The main article has already pointed out how banks have blamed the rise in NPAs on the automated tracking system through core banking solutions (CBS). Now, RBI deputy governor, KC Chakrabarty has lashed out at banks for this. Bankers point out that repeated restructuring of loans is followed by deliberate devious acts such as feeding wrong data into the CBS system to hide stressed loan accounts. Friendly auditors also help camouflage bad loans and, when things begin to get really sticky, banks simply off-load the bad loan to an asset reconstruction company at a huge loss. This is the price for getting the loan off the bank’s books.

According to media reports, the real-estate sector is a big beneficiary of restructuring, accounting for about a tenth of the sticky loans. RBI officials admit that loans to loss-making state electricity boards ($5.5 billion outstanding) are a big problem, as is the huge bailout of Air India ($4 billion) in the public sector and Kingfisher (Rs7,500 crore after restructuring) in the private sector. There is also Paramount Airways, which cost New India chairman M Ramadoss his job, because he disguised a loan of several hundred crores of rupees as an insurance product (some say at the behest of a powerful minister and for the privilege of heading a larger insurance company). Corporation Bank chairman, Ramnath Pradeep, is another one who quit after an indictment by the Central Vigilance Commission.
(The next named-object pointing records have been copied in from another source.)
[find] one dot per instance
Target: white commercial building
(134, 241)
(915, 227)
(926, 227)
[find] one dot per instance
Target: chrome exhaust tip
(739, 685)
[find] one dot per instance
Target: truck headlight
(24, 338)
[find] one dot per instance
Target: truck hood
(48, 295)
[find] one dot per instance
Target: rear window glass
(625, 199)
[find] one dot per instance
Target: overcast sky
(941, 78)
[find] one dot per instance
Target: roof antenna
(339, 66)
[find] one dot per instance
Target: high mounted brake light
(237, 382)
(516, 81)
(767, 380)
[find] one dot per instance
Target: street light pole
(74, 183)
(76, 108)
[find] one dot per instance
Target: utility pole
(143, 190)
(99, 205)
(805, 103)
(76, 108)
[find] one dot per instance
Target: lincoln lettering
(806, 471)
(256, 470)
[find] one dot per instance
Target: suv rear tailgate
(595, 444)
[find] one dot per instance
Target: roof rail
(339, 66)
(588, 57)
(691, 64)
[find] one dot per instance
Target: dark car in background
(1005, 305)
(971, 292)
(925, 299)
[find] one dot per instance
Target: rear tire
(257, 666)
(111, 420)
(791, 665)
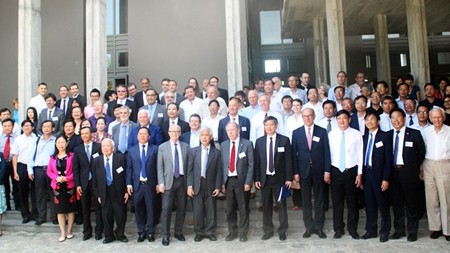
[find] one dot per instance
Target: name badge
(379, 144)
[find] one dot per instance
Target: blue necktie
(342, 154)
(143, 159)
(176, 171)
(369, 150)
(108, 173)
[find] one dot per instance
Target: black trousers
(270, 191)
(237, 199)
(25, 187)
(343, 188)
(114, 209)
(86, 202)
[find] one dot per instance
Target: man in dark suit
(110, 190)
(376, 177)
(173, 157)
(244, 123)
(312, 165)
(82, 160)
(141, 183)
(172, 113)
(405, 182)
(237, 181)
(123, 100)
(158, 113)
(204, 181)
(273, 169)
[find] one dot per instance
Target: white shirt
(437, 144)
(354, 148)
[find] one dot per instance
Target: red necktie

A Reuters report in June 2012 quotes State Bank of India’s deputy managing director as saying that 43% of loans that the Bank restructured in March 2010 were declared non-performing within two years. The report also cites several cases of restructuring turned bad including Hotel Leelaventure, Electrotherm and some electricity companies. One of the most extraordinary cases was that of Central Bank of India which announced a net loss of Rs105 crore for the 31 March 2012 quarter, in its 101st year. Its bad loan provision has doubled, restructured loans trebled and slippages, despite restructuring, are a massive Rs3,300 crore in this quarter. Central Bank of India, which was headed by two controversial chairpersons, also had the ignominy of having MS Johar, an independent board director (a chartered accountant), being arrested by the Central Bureau of Investigation (CBI) in 2010 on charges of facilitating loans for a price. The arrest focused attention on several shady chartered accountants who are inexplicably appointed as directors on PSBs. A former bank chairman tells us that many of them broker dubious loans for corporate houses in return for choice appointments for bankers. The arrest of Mr Johar in 2010 has apparently made no difference to the system. A blog named, which has put out a long list of potential candidates to head banks, says, “The million dollar question is whether the lobby of corrupt bankers will be able to continue to dominate the scene and will have its own way” or will the prime minister “be able to exclude” some of the known corrupt names.